My sudden windfall then took a darker turn. It didn't take long for the golf balls to start hitting our house. My brother Pat was struck on the wrist by one while playing in the back yard. It was at that point that my mom took serious action. In order to avoid a lawsuit, the owner came to our house to strike a deal. Instead of 3 golf balls, it only took one to get the same deal everyone else got. Upping the ante a bit, he offered that each ball golf ball was also worth a nickel at the Dairy Queen.
Soon after that, newer, higher nets were being built. Naturally, a panic spread among the local kids; a valuable neighborhood resource was running out! The golf balls would eventually be gone. Greed and Golf Ball Fever set in. Kids were scaling our fence to get the balls in our yard. Our collie Bonnie usually scared them off, but other security measures became a necessity.
My brother Mike, who was in high school, had a good friend named Harold. Harold was tall; perhaps six feet or more, played football, and agreed to work security in our yard for some of the profits. The best part of all was that Harold was black, and hid in the shadows of our house. When kids scaled the fence at night, he rose up from the dark yelling at the top of his lungs "What are doing out here?!" It was hilariously comic to watch from a distance.

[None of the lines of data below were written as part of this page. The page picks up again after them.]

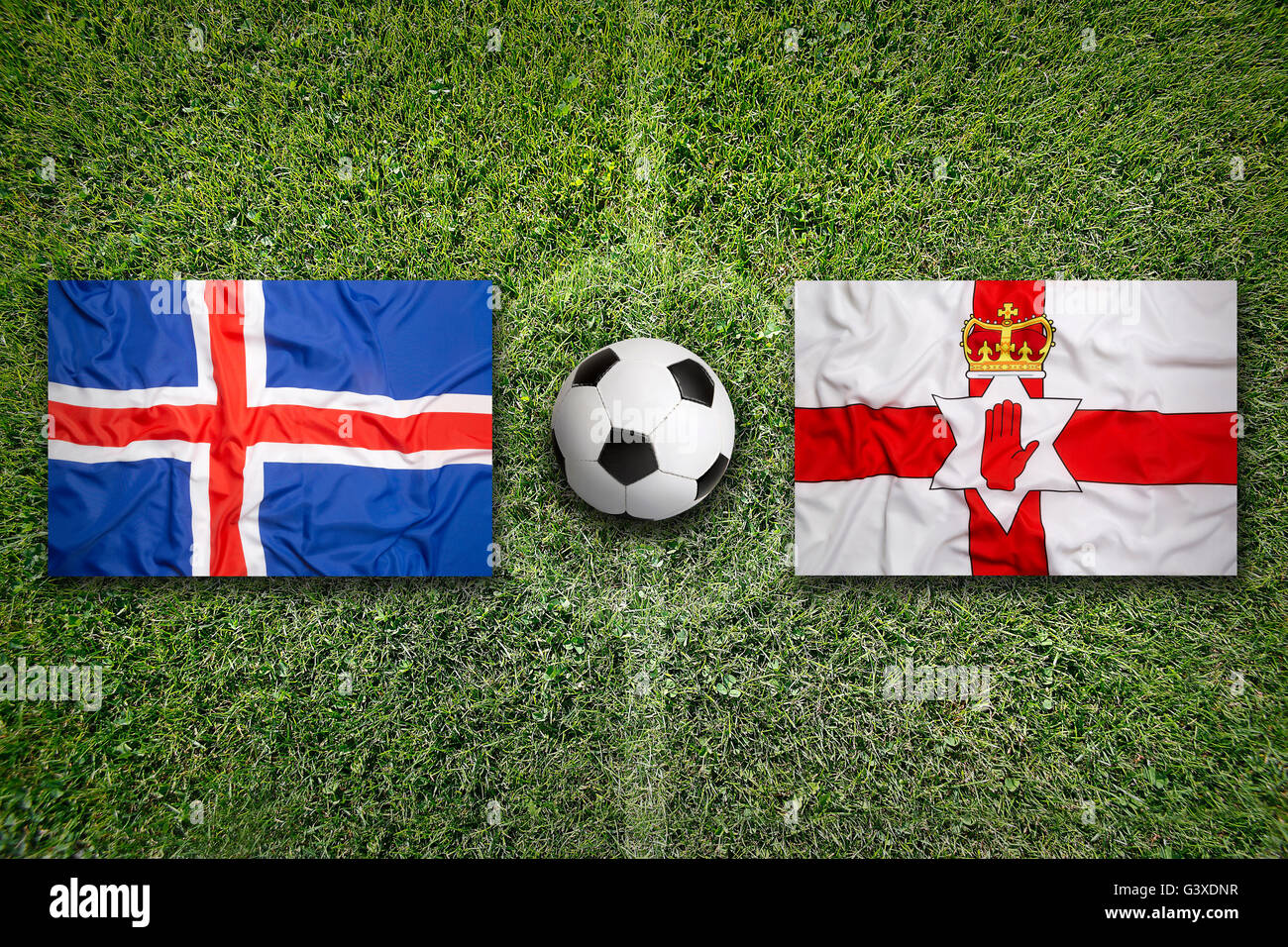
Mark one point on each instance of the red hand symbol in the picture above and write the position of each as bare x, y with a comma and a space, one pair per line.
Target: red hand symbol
1003, 459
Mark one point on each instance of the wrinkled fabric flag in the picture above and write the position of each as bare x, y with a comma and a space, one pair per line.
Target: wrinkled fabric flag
1017, 428
232, 428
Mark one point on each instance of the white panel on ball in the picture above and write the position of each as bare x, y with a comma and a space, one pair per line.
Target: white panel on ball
690, 440
638, 395
661, 495
581, 424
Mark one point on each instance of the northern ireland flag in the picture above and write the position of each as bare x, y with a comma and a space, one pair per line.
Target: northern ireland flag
1016, 428
232, 428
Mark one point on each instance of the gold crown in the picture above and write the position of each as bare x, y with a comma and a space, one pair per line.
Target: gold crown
1003, 343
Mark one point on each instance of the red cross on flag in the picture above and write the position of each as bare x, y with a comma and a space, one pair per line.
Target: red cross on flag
1017, 428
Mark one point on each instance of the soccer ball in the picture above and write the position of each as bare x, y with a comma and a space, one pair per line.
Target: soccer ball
644, 428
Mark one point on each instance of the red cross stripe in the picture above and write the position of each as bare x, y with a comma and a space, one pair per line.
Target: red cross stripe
1096, 446
232, 425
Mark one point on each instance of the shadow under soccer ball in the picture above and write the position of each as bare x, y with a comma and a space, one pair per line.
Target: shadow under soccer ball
643, 428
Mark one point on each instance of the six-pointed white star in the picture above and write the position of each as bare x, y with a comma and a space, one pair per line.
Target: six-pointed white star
1042, 420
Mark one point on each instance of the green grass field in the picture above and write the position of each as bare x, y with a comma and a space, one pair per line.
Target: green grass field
645, 169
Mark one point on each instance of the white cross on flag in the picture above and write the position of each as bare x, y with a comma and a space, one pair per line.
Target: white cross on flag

Until the great golf ball fever came to its sad demise, I was literally living in a Garden of Eden. I could buy soft ice cream cones at Dairy Queen using golf balls for money. We kept all of the balls we found in a large wooden box. When I asked if I could get an ice cream cone, my mom would reply: "go ahead and take one ball." Dairy Queen offered several sizes of cones at the time. Plus, you could choose from plain vanilla, or chocolate, cherry, or butterscotch dipped! The most incredible of all was the giant twenty-five cent cone. This thing was a monster! My mom would never let me get one of those.
I was practically drooling over the idea of a 25 cent chocolate dipped cone. So, one day on my way to DQ, I had my usual "one" golf ball for a nickel-size cone. Nearly hidden in the blackberry bushes halfway down the hill were two white objects! I then found a 10 cent pop bottle in the dirt which I cashed in at Food Fair. I finally got my 25 cent chocolate dipped cone at Dairy Queen. It proceeded to melt all over me halfway home due to the heat of the day.
And so it eventually ended that summer, the great epic that so forever changed our city. The invasion of man vs. commerce, of nets vs. go-karts, of earth vs. the golf balls was alas no more. Newer, higher nets were built that caught the high flying balls. All that remained was the scarred battlefield.